Evolution cultures were propagated from fresh cultures of the wild-type E. coli strain K-12 MG1655 from the American Type Culture Collection (Rockville, MD). Cultures were conducted in 250 mL of M9 minimal medium supplemented with 2 g/L of lactate or glycerol in covered 500-mL Erlenmeyer flasks using magnetic stir bars for aeration (Ibarra et al. 2004) at 30°C. The cells were grown overnight and allowed to reach mid-exponential growth (A600 ≤ 0.5) before being diluted by passage into fresh medium. Passage of each culture into fresh medium was conducted in a biosafety cabinet using standard sterile technique practices. The amount of dilution at each passage was adjusted daily to account for changes in growth rate (typically between 5 × 105 and 5 × 108 cells were passed during each inoculation) shown in Figure 1. The optical density (OD) following dilution typically had an absorbance of A600 ≤ 2.4 × 10-6. Batch growth and serial passage were conducted for 60 days for all lactate cultures (∼1000 generations) and for 44 days for all glycerol cultures (∼600 generations), at which point a stable growth rate was achieved.
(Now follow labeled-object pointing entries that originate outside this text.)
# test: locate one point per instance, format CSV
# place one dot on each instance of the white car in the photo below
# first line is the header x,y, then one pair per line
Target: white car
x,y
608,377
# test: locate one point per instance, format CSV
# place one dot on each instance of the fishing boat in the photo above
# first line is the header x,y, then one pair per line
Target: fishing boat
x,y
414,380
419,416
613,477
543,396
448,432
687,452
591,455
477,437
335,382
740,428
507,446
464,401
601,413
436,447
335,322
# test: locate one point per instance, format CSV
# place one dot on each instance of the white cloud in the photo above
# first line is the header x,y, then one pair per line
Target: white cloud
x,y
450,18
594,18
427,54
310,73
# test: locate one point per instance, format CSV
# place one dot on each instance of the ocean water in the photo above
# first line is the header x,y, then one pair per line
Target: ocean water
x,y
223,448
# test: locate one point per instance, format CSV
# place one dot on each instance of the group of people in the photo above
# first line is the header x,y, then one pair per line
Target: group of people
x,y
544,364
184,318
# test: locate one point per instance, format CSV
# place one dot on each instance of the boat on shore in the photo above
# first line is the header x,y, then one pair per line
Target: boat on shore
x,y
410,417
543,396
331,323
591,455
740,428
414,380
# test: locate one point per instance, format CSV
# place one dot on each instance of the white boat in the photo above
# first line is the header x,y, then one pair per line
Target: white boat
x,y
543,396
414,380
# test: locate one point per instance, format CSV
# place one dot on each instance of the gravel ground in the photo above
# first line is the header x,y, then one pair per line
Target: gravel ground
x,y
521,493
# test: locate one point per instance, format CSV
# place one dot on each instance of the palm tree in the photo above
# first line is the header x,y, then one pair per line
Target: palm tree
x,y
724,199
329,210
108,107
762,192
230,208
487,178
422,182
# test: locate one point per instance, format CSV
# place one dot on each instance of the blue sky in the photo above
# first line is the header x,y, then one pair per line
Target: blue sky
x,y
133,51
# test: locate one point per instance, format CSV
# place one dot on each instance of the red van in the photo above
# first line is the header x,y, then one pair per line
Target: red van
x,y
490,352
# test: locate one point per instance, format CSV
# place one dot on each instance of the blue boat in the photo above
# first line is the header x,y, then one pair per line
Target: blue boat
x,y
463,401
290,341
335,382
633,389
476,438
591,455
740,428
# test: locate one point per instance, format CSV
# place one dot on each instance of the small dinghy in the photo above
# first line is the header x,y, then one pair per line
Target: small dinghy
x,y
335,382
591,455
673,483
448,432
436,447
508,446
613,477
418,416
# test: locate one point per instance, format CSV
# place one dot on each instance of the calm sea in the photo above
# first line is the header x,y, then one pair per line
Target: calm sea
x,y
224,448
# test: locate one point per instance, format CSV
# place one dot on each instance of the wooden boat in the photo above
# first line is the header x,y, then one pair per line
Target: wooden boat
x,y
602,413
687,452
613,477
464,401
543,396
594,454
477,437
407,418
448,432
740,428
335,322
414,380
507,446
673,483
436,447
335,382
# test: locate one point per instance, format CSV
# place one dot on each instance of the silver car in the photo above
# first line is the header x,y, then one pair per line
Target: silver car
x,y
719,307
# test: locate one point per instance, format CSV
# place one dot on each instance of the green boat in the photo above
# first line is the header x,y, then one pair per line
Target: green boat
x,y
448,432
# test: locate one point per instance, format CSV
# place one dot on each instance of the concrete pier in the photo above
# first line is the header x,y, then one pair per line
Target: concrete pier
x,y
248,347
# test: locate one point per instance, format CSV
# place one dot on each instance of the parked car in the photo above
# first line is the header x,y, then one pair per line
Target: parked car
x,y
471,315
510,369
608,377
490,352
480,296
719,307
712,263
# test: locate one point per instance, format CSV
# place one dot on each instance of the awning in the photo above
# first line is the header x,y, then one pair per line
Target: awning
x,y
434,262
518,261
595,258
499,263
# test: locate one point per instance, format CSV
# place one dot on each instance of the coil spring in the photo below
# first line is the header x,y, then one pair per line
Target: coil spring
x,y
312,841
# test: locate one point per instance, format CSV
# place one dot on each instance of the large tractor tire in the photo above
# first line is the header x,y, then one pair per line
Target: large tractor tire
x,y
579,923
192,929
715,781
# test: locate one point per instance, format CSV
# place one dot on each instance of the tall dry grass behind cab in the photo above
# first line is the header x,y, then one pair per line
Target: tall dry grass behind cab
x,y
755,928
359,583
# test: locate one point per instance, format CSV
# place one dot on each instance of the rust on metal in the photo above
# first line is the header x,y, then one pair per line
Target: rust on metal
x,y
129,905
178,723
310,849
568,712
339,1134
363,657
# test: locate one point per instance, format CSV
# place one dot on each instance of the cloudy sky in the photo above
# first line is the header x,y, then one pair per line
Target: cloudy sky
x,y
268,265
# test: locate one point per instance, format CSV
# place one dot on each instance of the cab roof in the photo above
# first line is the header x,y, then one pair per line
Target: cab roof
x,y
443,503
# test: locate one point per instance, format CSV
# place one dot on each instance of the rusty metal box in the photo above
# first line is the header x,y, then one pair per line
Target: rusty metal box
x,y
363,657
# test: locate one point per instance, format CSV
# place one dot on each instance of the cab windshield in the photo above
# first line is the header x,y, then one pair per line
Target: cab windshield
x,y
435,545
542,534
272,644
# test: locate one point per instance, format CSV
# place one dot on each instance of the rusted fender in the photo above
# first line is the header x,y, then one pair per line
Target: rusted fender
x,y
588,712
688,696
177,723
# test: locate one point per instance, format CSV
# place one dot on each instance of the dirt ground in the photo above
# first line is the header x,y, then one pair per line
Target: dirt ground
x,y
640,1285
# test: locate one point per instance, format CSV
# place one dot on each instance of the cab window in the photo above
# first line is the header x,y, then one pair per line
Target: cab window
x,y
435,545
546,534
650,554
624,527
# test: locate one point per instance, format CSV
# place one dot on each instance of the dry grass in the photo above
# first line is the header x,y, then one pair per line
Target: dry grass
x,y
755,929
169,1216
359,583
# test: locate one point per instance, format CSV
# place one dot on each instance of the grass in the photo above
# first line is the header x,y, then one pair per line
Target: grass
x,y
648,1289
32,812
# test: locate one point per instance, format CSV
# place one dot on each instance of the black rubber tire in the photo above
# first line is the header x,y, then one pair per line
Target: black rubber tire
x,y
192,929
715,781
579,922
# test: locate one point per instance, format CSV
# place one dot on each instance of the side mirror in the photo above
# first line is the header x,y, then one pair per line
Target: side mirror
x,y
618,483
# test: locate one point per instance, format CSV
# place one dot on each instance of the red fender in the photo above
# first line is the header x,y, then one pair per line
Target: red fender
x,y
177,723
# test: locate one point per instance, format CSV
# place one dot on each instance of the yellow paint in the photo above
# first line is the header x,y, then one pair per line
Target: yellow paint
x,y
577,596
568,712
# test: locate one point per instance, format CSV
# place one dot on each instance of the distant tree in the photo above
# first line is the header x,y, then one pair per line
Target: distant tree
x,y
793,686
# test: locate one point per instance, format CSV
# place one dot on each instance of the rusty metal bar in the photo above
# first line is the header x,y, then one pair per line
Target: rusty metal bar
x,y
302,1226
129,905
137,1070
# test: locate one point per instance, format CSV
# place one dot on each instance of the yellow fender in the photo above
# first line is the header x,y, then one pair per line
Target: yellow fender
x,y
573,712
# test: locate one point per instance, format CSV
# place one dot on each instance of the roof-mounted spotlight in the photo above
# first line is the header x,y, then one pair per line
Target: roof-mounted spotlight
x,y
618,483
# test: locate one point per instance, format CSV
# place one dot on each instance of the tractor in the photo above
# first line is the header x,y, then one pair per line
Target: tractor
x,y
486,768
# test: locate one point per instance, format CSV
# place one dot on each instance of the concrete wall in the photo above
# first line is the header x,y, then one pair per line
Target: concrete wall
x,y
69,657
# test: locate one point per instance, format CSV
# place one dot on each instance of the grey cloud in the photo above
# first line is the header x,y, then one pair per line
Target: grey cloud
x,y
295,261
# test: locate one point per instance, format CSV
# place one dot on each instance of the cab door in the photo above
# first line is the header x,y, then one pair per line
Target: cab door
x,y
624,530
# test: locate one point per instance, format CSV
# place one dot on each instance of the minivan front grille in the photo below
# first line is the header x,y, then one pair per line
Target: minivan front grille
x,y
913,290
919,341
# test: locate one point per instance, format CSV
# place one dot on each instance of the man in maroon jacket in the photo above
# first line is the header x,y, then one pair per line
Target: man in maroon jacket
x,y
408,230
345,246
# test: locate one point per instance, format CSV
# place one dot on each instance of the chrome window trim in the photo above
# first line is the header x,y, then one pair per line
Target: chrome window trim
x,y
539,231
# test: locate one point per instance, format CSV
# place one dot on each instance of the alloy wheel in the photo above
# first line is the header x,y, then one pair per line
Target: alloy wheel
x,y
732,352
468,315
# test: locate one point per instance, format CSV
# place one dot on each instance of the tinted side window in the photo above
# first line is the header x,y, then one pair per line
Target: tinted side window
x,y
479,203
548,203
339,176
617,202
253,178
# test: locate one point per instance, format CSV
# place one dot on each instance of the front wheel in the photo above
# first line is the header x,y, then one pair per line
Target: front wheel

Evolution populations were generated in identical conditions in four batches: (1) populations Lac2 and Lac3 (Fong et al. 2003); (2) populations LacA, LacB, LacC, LacD, and LacE; (3) populations Gly1 and Gly2 (Ibarra et al. 2002); and (4) populations GlyA, GlyB, GlyC, GlyD, and GlyE. Serial passage also maintained a state of prolonged exponential growth such that each culture never entered stationary phase. Throughout the course of evolution, samples of each evolution population were flash frozen using liquid nitrogen and stored in a freezer at -80°C.

Phenotype testing

Phenotypic characterization of the evolved cultures was conducted at day 0, at day 20, and at the endpoint of evolution to quantitatively determine the phenotypic changes during the adaptive evolutionary process. For each time point examined, pre-cultures were grown overnight and used to inoculate fresh medium for a batch culture. The GR, SUR, and OUR were measured throughout the course of exponential growth (Ibarra et al. 2004) by periodic sampling of each batch culture. The GR was determined by measuring the OD of growing cultures over time using a spectrophotometer (A600 and A420). The SUR was determined by monitoring the depletion of the carbon source in filtered media samples over time with UV detection by HPLC or an enzymatic assay. The OUR was determined by measuring the dissolved oxygen depletion in a respirometer with a polaro-graphic dissolved oxygen probe. Biomass correlations were determined by measuring the optical density of the culture and filtering a set volume of culture onto a preweighed filter that was weighed after being dried to constant weight. All phenotype testing was performed in replicate.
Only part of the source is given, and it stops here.